Common Look-Alikes and How to Tell Them Apart

  • True (orthoclase) moonstone: closely related; both are adularescent feldspars. Belomorite is a peristerite plagioclase from the White Sea, often grayer with a more subdued bluish sheen; precise separation needs feldspar-species testing, and the names overlap commercially.
  • Rainbow moonstone (labradorite): shows multicolored flashes (labradorescence) rather than a single soft blue sheen, and is a calcic plagioclase.
  • Opalite / glass imitations: man-made; show a uniform milky glow with gas bubbles and no cleavage planes; they fail the cleavage and hardness checks.
  • Chalcedony / milky quartz: harder (7), no cleavage, and lacks the moving schiller.
  • Selenite (gypsum): much softer (2) and easily scratched by a fingernail.

The combination of feldspar cleavage, hardness ~6, and a soft floating blue-silver sheen identifies belomorite; the locality (White Sea peristerite) defines the variety.

Where It Is Found

Belomorite is named for the White Sea (Belomorye) region of Karelia and the Kola Peninsula, northwestern Russia, where it occurs in pegmatites and metamorphic rocks.

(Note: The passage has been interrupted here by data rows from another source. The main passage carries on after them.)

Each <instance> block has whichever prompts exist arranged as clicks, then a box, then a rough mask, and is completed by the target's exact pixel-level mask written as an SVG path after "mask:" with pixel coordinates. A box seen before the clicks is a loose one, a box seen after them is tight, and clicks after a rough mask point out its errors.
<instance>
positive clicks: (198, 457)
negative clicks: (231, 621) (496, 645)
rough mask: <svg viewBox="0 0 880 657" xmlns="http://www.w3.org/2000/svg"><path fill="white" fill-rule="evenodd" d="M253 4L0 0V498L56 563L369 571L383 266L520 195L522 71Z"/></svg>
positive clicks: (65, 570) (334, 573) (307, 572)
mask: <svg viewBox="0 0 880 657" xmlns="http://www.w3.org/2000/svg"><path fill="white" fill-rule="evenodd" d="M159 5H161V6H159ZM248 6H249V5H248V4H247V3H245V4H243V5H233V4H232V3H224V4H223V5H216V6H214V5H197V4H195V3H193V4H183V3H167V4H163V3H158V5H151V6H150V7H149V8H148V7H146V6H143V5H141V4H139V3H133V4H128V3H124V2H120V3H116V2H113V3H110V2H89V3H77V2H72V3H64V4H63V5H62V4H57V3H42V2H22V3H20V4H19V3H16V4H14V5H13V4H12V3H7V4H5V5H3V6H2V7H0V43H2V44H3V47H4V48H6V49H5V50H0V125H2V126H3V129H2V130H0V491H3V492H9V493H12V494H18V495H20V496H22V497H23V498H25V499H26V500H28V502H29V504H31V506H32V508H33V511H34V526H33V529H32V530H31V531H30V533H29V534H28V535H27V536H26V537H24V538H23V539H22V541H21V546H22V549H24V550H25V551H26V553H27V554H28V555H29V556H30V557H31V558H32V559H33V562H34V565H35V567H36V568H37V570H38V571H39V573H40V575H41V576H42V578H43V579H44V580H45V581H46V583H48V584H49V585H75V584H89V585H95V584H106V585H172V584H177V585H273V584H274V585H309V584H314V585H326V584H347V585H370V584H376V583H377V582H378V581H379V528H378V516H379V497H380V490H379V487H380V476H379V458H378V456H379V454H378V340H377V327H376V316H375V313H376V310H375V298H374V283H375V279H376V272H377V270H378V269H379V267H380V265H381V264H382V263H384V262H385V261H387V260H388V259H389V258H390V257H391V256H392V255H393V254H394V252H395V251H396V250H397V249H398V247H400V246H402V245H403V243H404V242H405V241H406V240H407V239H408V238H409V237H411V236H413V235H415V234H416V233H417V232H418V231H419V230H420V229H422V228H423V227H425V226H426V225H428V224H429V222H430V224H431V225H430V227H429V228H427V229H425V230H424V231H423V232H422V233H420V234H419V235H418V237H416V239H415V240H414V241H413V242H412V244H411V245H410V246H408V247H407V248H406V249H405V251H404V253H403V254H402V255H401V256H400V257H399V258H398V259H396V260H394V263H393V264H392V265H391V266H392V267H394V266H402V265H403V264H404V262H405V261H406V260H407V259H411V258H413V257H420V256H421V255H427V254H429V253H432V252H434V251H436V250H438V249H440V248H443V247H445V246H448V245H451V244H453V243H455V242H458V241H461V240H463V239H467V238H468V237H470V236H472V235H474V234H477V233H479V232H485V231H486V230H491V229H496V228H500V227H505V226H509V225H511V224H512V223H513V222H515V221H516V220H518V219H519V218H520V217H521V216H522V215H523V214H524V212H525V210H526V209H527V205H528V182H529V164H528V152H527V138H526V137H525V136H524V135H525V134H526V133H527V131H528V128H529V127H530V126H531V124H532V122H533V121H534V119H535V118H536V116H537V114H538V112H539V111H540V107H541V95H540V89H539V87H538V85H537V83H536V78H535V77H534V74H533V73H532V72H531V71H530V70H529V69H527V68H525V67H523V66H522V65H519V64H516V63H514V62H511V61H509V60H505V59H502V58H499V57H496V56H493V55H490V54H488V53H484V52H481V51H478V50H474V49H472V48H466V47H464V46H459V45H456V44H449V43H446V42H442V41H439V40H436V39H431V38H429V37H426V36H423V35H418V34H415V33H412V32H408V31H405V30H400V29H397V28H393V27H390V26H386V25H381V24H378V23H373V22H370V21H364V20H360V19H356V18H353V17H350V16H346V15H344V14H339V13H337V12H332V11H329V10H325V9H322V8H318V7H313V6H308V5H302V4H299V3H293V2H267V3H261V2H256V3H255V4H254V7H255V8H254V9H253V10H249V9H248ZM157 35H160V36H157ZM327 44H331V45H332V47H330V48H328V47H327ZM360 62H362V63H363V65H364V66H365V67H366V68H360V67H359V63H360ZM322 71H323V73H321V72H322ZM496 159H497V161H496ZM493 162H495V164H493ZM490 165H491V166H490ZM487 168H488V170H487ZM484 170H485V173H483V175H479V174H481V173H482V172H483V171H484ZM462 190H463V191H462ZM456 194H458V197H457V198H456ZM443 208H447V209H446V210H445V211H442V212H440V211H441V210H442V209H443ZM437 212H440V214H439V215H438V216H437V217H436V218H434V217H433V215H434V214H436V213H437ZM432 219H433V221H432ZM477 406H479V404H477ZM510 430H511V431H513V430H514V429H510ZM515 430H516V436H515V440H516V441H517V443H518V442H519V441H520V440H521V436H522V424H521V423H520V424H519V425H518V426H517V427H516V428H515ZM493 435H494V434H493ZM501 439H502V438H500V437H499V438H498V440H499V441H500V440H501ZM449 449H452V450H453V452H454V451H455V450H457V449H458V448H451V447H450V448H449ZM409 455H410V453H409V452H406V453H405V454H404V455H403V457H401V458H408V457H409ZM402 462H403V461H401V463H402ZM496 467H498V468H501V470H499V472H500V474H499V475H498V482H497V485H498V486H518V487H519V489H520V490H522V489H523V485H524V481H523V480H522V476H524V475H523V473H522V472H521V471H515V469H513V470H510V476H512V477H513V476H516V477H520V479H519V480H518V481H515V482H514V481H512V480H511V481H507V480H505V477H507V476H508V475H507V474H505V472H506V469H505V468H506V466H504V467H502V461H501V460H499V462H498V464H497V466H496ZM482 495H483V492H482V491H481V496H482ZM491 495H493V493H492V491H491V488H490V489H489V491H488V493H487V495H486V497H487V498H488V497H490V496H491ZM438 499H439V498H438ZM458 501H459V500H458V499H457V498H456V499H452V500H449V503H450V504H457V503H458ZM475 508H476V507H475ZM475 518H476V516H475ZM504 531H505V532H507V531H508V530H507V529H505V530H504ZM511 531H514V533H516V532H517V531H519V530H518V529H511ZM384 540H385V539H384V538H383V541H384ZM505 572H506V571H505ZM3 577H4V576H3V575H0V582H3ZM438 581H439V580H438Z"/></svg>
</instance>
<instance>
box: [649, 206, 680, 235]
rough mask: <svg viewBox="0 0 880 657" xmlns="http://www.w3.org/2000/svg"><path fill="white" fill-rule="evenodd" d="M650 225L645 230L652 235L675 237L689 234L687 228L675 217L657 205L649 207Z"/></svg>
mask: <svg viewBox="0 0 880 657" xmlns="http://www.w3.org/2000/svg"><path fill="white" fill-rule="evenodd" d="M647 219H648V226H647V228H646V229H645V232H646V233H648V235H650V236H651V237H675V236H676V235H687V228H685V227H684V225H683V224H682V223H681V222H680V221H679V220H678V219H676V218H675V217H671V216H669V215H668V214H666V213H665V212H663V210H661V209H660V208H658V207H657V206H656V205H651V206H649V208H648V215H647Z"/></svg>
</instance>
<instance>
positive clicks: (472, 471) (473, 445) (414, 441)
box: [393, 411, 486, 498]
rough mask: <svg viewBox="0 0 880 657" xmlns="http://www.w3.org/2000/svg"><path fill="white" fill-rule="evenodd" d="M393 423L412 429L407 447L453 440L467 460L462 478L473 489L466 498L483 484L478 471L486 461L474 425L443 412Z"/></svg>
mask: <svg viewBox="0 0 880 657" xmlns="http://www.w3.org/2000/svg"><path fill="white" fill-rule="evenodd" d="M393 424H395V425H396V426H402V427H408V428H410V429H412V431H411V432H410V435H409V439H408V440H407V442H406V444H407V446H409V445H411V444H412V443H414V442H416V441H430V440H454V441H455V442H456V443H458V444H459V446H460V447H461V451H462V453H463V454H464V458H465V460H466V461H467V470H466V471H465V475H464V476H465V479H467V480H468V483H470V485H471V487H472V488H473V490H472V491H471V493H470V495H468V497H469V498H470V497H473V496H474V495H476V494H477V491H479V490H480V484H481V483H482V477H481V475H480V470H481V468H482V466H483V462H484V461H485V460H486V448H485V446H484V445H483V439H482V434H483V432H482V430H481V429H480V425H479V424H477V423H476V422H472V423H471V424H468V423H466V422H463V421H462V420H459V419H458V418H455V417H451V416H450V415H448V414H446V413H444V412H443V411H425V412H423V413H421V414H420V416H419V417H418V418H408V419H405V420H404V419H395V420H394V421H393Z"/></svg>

Similar peristerite moonstone feldspars are also found in Canada (Ontario, Quebec) and elsewhere, but the "belomorite" name ties to the Russian source.

Frequently asked questions

What is belomorite?

Belomorite is a moonstone-type feldspar (a peristerite plagioclase) from the White Sea region of Russia, showing a soft bluish-silver adularescent sheen. The name comes from Belomorye, the Russian White Sea area.

How can you tell if it's real belomorite?

Real belomorite is a feldspar with two cleavage directions near 90 degrees, a hardness of 6–6.5, a white streak, and a floating blue-to-silver sheen that moves as you tilt it. Glass imitations lack cleavage and show gas bubbles.

Belomorite vs moonstone — what's the difference?

Both are adularescent feldspars. Classic moonstone is usually orthoclase, while belomorite is a peristerite plagioclase from the White Sea, often grayer with a more subdued blue sheen. The names overlap commercially and exact separation needs feldspar testing.

Is belomorite the same as rainbow moonstone?

No. Rainbow moonstone is labradorite that flashes multiple colors (labradorescence), while belomorite shows a single soft bluish-silver sheen (adularescence) and is a peristerite plagioclase.